In a country where a significant portion of the population depends on manual labor — farming, construction, forest work — the loss of a limb is not only a medical crisis. It is an economic catastrophe. Survivors who were once primary breadwinners for their families suddenly find themselves unable to perform the physical tasks their livelihoods depended upon.

Women survivors face compounded challenges. In many communities, social stigma surrounding disability affects marriage prospects, community standing, and access to informal support networks. The intersection of disability and gender in Myanmar's conflict-affected communities creates particularly acute vulnerabilities that humanitarian responses have often failed to adequately address.

Children who survive landmine blasts face a disrupted education, as injuries and recovery periods pull them out of school. For many, that gap becomes permanent. Without education and with a physical disability, their pathways to economic independence narrow considerably.

  • Many survivors are unable to return to farming or physical labor, their primary source of income.
  • Families often deplete savings and sell assets to cover medical costs in the immediate aftermath of a blast.
  • Long-term disability benefits and social protection mechanisms are largely absent in conflict-affected regions of Myanmar.
  • Stigma surrounding disability can isolate survivors from community economic networks and cooperative farming arrangements.
  • Humanitarian aid, when it reaches survivors at all, tends to address acute medical needs rather than long-term livelihood support.

The International Response and Its Limitations

Myanmar has not signed the Ottawa Treaty, the landmark international agreement that bans the use, stockpiling, production, and transfer of anti-personnel landmines. This absence of treaty obligations reflects the broader impunity with which armed actors in Myanmar have deployed mines against civilian populations. International humanitarian law, which prohibits the indiscriminate targeting of civilians, has been persistently violated throughout the conflict with minimal accountability.

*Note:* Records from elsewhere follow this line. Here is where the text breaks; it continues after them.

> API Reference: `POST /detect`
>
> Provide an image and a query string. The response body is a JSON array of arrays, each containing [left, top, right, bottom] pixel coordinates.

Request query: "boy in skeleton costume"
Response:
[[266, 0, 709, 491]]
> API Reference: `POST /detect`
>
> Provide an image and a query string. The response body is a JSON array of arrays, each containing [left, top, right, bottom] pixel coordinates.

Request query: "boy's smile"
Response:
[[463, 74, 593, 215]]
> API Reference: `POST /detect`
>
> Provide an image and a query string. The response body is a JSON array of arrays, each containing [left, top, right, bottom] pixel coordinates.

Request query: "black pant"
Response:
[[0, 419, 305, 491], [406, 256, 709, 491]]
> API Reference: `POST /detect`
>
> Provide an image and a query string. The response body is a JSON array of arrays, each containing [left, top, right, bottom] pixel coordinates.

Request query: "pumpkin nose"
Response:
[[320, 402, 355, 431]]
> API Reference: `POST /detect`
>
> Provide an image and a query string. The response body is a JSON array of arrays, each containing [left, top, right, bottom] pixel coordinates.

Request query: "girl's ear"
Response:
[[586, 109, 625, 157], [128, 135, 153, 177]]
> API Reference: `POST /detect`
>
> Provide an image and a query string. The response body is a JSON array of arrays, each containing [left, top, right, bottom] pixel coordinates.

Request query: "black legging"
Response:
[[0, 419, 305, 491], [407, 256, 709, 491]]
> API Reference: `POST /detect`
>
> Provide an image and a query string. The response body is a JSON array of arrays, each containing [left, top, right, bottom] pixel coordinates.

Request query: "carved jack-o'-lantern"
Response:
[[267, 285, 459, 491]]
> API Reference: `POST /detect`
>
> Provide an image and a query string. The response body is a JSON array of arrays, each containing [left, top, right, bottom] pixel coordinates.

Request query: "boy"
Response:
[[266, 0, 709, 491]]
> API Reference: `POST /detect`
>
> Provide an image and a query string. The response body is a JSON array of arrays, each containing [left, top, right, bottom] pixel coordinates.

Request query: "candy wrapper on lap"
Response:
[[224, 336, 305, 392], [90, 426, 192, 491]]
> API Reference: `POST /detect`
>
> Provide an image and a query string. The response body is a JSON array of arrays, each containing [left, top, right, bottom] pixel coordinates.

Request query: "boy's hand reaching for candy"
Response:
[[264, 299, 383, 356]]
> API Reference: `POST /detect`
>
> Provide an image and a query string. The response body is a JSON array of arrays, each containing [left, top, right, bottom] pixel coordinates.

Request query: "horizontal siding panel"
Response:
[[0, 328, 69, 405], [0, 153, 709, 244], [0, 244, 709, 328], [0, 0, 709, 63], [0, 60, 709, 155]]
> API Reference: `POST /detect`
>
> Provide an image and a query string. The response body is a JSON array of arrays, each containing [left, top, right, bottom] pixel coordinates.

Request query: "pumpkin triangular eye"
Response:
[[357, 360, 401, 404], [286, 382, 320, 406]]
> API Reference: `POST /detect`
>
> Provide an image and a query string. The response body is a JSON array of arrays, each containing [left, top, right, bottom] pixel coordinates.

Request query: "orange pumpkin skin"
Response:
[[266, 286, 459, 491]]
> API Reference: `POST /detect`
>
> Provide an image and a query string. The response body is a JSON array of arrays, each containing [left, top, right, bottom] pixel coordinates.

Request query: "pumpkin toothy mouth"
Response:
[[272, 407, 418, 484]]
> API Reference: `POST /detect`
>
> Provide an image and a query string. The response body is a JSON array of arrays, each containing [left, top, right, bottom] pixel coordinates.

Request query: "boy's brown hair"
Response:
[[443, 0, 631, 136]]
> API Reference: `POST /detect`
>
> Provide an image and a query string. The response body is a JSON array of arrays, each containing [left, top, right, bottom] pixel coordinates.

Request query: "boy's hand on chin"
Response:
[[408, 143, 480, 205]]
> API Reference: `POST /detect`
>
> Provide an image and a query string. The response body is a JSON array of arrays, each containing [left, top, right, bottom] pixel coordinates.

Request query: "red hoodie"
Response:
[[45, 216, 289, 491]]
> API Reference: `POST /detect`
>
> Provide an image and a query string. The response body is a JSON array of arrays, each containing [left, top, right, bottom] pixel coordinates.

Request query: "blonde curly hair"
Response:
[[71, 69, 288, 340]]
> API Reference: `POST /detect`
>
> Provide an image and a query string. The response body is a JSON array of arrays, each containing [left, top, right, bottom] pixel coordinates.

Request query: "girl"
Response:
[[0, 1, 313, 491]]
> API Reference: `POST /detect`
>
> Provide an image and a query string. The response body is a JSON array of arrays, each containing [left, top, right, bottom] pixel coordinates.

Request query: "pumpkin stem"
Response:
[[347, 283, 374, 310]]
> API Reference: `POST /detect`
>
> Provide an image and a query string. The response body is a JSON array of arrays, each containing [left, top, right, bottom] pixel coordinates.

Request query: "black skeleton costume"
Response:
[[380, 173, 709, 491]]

Organizations such as the International Committee of the Red Cross (ICRC) and various mine action NGOs continue to operate in accessible parts of Myanmar, providing medical care, prosthetics, and mine risk education. However, access constraints imposed by ongoing fighting and the military government's restrictions on humanitarian operations mean that many survivors never receive meaningful assistance.

Giving Voice to the Survivors

Behind every casualty figure is a person whose story deserves to be heard. The farmers who stepped onto a path they had walked a hundred times before. The children who wandered into the wrong field. The aid workers caught in the crossfire of a conflict that has no regard for civilian life. These are the human faces of Myanmar's landmine crisis — faces defined not only by loss, but by resilience, adaptation, and the stubborn will to rebuild a life from whatever remains.

Addressing this crisis requires more than emergency medical response. It demands sustained investment in rehabilitation, livelihood support, mental health services, and above all, accountability for those who continue to plant these weapons in civilian territory. Until the mines stop being laid, the survivors will keep coming — each one carrying a story of pain that refuses to simply go away.